Guess not. The tabby saw me coming, hissed, and leapt up on the railing.

As much as I wanted to give up and leave the animal rescue to the Humane
Society, I couldn't help thinking that there was probably some kid, maybe
about the age of my boys, crying its eyes out over the homely thing at that
very moment. Besides, kitty didn't look like it was doing so well. Out in
the open now and silhouetted against the dark green of the forest, I could
easily tell just how thin it was. Forget about ribs--I could see the
vertebrae in its back. My best estimate said the cat had gone without the
comforts of room and board for a few days already. If I let it get away, I
wasn't sure it could wait long enough to be found again. I shook out the
sweatshirt and held it wide before me.

Much more agile than its ungainly form suggested, the cat paced the length of
the railing and back again, disconcerted. I slid my right foot forward--not
so much a step as a shifting of my weight--and it bared its tiny fangs at me
and growled low in its throat. One chance. I was going to get one chance
to charge the kitten, throw the sweatshirt over it, and trap it against my
body, all before it jumped down off the railing and out of the gazebo.

Yeah, right. I had about as much of a chance of catching that cat as I did
of convincing Ross to marry me, and I knew it.

But still...

I crouched low in my runner's stance, took a deep breath, dug in my heels,
and then for the second time in under five minutes, attempted to tackle the
cat. I took off through the gazebo at full speed, Ross' shirt flying out in
front of me like a war flag.

The cat didn't move. Its turquoise green eyes actually seemed to widen, but
whether out of shock or fear, it remained rooted to its spot. I could hardly
believe my eyes. I was really going to be able to do this! Closing the last
few feet separating us, my success was already a certainty in my mind.

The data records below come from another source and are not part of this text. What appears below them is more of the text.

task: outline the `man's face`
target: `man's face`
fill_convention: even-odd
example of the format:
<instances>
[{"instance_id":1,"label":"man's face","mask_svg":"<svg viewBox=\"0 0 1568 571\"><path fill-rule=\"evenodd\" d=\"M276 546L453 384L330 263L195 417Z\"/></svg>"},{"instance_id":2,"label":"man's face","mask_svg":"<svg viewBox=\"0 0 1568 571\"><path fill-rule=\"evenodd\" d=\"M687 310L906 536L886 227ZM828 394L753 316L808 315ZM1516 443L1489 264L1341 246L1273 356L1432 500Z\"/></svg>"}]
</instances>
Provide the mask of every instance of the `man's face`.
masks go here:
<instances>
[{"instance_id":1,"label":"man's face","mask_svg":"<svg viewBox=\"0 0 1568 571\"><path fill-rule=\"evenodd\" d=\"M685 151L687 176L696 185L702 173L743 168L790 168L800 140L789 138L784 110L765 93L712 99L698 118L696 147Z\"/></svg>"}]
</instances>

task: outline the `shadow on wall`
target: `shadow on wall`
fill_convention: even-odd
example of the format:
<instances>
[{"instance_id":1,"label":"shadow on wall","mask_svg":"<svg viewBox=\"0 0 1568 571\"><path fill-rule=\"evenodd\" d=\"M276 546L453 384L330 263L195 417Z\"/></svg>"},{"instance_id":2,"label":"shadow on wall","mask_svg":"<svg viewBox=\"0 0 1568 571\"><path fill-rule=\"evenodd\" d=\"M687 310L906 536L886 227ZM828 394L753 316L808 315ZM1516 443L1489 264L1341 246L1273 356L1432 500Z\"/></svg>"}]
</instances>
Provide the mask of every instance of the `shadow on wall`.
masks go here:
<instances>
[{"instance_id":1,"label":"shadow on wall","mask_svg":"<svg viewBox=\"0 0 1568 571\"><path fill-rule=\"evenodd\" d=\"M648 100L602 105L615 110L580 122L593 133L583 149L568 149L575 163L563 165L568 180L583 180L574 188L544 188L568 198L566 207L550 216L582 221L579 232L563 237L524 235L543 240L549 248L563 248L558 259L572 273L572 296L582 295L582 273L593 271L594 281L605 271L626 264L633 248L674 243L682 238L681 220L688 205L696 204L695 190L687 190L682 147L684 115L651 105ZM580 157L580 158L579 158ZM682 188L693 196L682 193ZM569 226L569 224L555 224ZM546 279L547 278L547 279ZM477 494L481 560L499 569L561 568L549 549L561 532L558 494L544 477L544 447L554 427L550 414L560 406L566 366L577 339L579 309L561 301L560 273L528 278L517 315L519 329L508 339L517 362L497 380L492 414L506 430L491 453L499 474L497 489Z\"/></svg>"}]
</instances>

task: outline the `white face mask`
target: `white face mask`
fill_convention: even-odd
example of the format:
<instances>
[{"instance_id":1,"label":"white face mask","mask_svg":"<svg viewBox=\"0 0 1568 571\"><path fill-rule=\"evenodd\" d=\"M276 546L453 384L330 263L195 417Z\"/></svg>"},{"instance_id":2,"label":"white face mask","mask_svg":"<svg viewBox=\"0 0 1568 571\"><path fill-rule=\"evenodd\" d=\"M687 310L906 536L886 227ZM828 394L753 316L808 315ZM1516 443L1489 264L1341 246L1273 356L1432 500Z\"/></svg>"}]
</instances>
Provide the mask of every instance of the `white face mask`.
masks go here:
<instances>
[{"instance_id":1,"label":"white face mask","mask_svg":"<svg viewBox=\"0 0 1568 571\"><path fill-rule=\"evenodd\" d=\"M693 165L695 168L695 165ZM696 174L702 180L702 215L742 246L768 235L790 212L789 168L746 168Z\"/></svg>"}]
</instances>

That, of course, was when all hell broke loose.

I think I must have slipped in a puddle of water. I remember a feeling of
uncontrolled acceleration... spinning out of control... my arms and legs
pinwheeling in an attempt to regain my balance...

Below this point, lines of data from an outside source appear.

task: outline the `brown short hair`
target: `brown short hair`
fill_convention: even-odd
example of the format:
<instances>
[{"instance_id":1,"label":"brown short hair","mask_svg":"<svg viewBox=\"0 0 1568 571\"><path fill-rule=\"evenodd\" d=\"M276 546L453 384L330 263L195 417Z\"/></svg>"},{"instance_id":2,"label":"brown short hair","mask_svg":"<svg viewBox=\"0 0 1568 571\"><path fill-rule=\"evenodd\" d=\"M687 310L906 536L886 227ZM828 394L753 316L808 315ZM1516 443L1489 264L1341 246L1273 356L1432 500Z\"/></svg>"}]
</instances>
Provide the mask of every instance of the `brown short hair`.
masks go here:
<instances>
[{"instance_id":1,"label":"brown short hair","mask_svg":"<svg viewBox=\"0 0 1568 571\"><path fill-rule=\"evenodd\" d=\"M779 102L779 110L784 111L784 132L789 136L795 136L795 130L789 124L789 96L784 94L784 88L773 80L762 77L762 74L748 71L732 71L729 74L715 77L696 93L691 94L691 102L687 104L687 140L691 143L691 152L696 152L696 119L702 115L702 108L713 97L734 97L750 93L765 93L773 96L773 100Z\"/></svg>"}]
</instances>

And that's it. That's all I can recall. Everything from that moment on,
until I woke up in a hospital bed a few minutes ago, is one big chunk of
missing time. I wouldn't even know it was the next day if it wasn't for the
date on the newspaper folded up in Ross' lap. I have to squint so hard to
read the blurry print that it makes my head swim, but I'm fairly certain
that's what it says. A whole day has passed, and I am unable to account for
it.

I'd appreciate some help filling in a few details, but Ross and I are alone
in the private room, and since he's asleep in a chair shoved up against the
side of my bed, I don't suppose any will be immediately forthcoming. I could
always grab the on-call button and summon a nurse, but that would necessitate
moving; the pain I'm in just from laying still tells me that would be a big
mistake. So I'll remain clueless a while longer, no big deal. In the
meantime, the view is rather nice.

If my favorite ex-husband has ever appeared more dirty or disheveled, my
memory is in worse shape than I think. I don't know which is more
remarkable--that he's wearing jeans and a t-shirt for once, or that they're
covered in not only dried mud but also what looks to be dried white paint.
Congealed bits of both adorn his sandy brown hair, causing it to stick out in
odd directions. The sparse brunette fuzz we generously call his five o'
clock shadow dots his chin. I have no idea what I missed, but it must be one
incredible story.

Ross mumbles to himself, shifting uneasily in the chair. His hand fumbles
blindly over the bed until it locates mine. I squeeze it reassuringly,
grateful for the warmly familiar pressure. Before long, his wide chest once
again rises and falls in a nice, even rhythm. When he wakes, there will be a
lot of explaining, and perhaps a little yelling, but for now the room is
quiet. The only sound I hear is the faint, mingled susurrations of our
breaths. It's a sound I've dearly missed. Feeling truly at rest for the
first time in days, I close my eyes and just listen, until I'm lulled to sleep.